“IV We're really busy, I'm about to fly to Bulgaria to start a cycle of Brahms chamber works being performed between October and April. It's taken a year to set up; the musicians are from Denmark, France, Hungary, Germany, Slovakia and the UK, it was not easy to organise.
FT I'm currently preparing for various concerts. One is a Debussy concert in London that will also include a piece for four hands which I'll play with Ivo. Last year we played together for the first time. It was like we finally found that everything was complete, it was like finding the missing part.
IV We are preparing a two piano concert for 12th November in London - including a world premier of “Silent Light”, a 12 minute work for Two Pianos and String Orchestra written for us by our friend Martin Georgiev. As I have so much on, I have a system of preparing music 30 days before a concert, and working on programmes in parallel depending on what is happening within the time frame. With “Silent Light”, it's a new piece and we are on a short term schedule so my focus is very much on short fragments, I learn one line literally at one time, not look at the whole, but just learn one line at a time, with the metronome and gradually increase the speed, working on detail straight away. That is the principle to learn a piece quickly.
FT My approach is different, I like to have the global picture as soon as possible so that I know more clearly what is the goal. If I'm working in fragments I want to know how they sit together. It's quicker for me that way. So I want bigger parts of the music first to work with.
IV We've heard the midi file of the whole piece. While Martin was writing it he told us the direction, that the heavy part would be on the piano and less on the strings.
FT We have many projects as soloists and sometimes we turn pages for each other. When I'm page turning I'm totally and utterly concentrated on the music. I think when Ivo is on stage he is putting on an extra gear, so it's a good feeling, but I'm also tense. It happened once when he was playing the Paganini Variations at Kings Place the other day. I was thinking he was taking a tempo too fast, I was worried, was it he going to make it to the end? For a fraction of a second I forgot to turn the page; you risk getting too involved. But it's a good feeling, you can observe things from close up.

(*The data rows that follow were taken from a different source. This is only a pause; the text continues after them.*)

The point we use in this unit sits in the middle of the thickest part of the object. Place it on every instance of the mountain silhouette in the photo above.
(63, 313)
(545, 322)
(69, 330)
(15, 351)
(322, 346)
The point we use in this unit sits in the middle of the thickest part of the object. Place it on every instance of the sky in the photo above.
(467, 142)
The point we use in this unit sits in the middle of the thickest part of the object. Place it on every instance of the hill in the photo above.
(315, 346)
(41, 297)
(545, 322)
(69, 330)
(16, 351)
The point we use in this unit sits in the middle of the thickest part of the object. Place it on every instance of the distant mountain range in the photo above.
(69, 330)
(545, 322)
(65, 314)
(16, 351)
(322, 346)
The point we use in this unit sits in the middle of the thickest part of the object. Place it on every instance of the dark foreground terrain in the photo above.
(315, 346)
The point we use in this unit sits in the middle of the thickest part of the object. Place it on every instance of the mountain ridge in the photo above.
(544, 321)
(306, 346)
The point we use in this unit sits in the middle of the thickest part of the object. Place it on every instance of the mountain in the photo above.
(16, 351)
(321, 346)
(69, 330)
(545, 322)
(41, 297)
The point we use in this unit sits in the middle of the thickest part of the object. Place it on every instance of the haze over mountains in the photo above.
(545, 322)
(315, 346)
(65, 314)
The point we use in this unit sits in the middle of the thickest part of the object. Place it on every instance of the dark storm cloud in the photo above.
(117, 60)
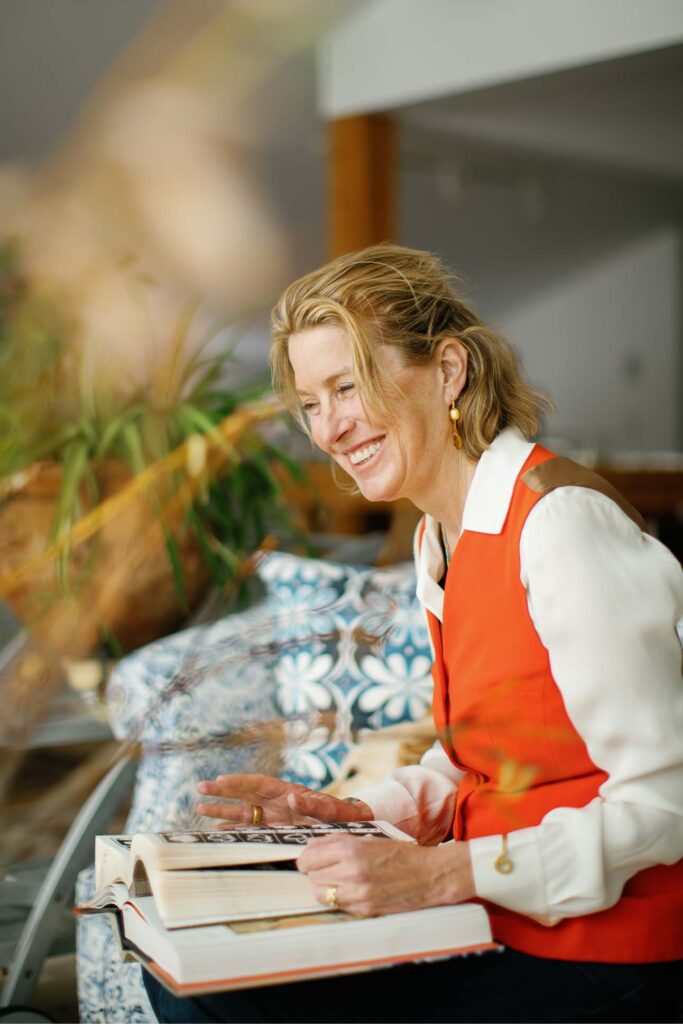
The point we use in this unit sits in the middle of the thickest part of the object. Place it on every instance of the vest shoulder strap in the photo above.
(561, 472)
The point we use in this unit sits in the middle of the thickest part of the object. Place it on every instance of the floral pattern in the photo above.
(285, 688)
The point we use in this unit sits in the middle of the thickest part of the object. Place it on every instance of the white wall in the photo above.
(585, 280)
(388, 53)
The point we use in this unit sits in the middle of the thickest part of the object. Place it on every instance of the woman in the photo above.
(557, 678)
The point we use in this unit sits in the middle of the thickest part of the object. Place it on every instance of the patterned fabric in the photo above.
(286, 687)
(353, 654)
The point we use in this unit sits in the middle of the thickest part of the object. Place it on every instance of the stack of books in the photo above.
(207, 911)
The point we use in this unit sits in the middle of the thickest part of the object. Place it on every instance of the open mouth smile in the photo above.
(363, 455)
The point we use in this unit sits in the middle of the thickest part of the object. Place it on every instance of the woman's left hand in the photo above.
(370, 877)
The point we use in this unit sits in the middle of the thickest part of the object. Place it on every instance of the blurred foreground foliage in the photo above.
(52, 413)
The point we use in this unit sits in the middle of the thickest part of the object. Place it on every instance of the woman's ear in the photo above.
(453, 366)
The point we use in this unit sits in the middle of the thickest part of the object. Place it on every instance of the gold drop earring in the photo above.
(454, 416)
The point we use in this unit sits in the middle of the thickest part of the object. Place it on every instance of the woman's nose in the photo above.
(332, 426)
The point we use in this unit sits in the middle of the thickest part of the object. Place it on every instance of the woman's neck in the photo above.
(445, 502)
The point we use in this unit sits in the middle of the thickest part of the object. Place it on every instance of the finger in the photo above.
(261, 786)
(321, 806)
(240, 813)
(323, 854)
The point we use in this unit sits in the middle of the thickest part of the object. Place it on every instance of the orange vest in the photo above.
(502, 720)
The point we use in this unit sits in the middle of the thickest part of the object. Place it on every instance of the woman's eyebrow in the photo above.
(329, 380)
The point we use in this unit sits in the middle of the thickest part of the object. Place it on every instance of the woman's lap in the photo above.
(507, 986)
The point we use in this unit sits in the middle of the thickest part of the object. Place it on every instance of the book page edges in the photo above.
(302, 974)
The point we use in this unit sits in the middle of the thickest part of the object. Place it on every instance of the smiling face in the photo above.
(386, 460)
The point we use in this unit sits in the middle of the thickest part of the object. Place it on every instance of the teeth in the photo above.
(361, 454)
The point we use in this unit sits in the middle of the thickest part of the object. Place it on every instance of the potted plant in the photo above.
(207, 499)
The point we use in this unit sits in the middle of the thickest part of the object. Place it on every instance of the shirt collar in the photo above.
(485, 510)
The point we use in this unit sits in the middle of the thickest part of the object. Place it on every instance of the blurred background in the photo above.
(166, 168)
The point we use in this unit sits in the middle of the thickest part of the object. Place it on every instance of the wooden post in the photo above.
(361, 182)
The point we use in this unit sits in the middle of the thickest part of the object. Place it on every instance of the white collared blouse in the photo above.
(604, 599)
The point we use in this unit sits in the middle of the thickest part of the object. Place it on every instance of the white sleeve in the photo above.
(604, 599)
(420, 799)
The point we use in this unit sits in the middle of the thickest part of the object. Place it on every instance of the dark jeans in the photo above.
(505, 987)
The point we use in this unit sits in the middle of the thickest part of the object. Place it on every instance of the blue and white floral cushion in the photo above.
(286, 687)
(353, 655)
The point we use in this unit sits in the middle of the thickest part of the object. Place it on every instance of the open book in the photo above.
(269, 947)
(199, 878)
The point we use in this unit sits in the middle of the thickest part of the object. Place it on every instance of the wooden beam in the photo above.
(361, 182)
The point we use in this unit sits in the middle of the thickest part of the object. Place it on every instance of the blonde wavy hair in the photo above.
(389, 295)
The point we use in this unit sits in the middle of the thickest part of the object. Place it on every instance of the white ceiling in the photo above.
(623, 115)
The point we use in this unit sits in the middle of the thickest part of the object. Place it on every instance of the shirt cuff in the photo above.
(391, 802)
(518, 882)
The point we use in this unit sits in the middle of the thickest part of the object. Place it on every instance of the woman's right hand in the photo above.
(282, 803)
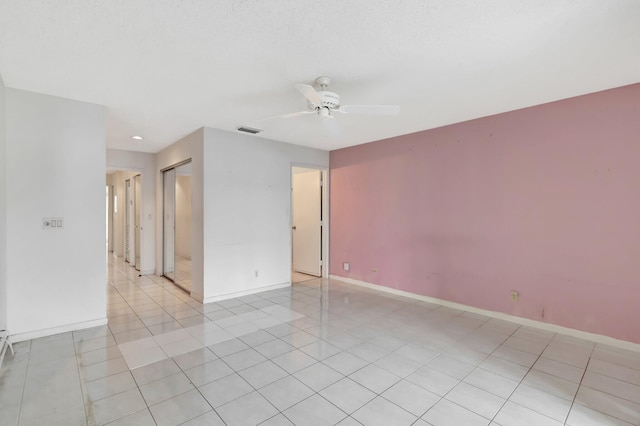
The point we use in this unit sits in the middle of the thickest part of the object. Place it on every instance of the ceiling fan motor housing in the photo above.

IV I'm a terrible page turner. I had a bone marrow transplant a couple of years ago for leukaemia, the endings in my nervous system were completely ruined, especially in the hands - they've recovered pretty well since but the feeling in my fingers has not yet completely returned. That's why turning pages is a nightmare for me.
FT Can you imagine what it's like for a pianist not to have 100% sensitivity at the tip of the fingers? What happens is that the brain and imagination compensate by making up for that lack of sensitivity.
IV I will get the feeling back; it'll take another couple of years.
FT I prefer to play with Ivo than turn his pages because I feel my hands itchy with the desire to play.
IV I prefer her to turn the pages than someone else because I trust her!
FT I would have preferred someone else to turn the pages on this particular occasion as I could have relaxed more and concentrated more on the bigger sections. I felt tense, like I couldn't drop my attention for one second. It was as if I was playing without actually playing, that's why it was a bit frustrating - like everything was going on in my mind but it wasn't really happening. I can survive as long as he plays with me afterwards!” (Ivo Varbanov & Fiammetta Tarli)
Ivo Varbonov and Fiammetta Tarli live in London with their young child.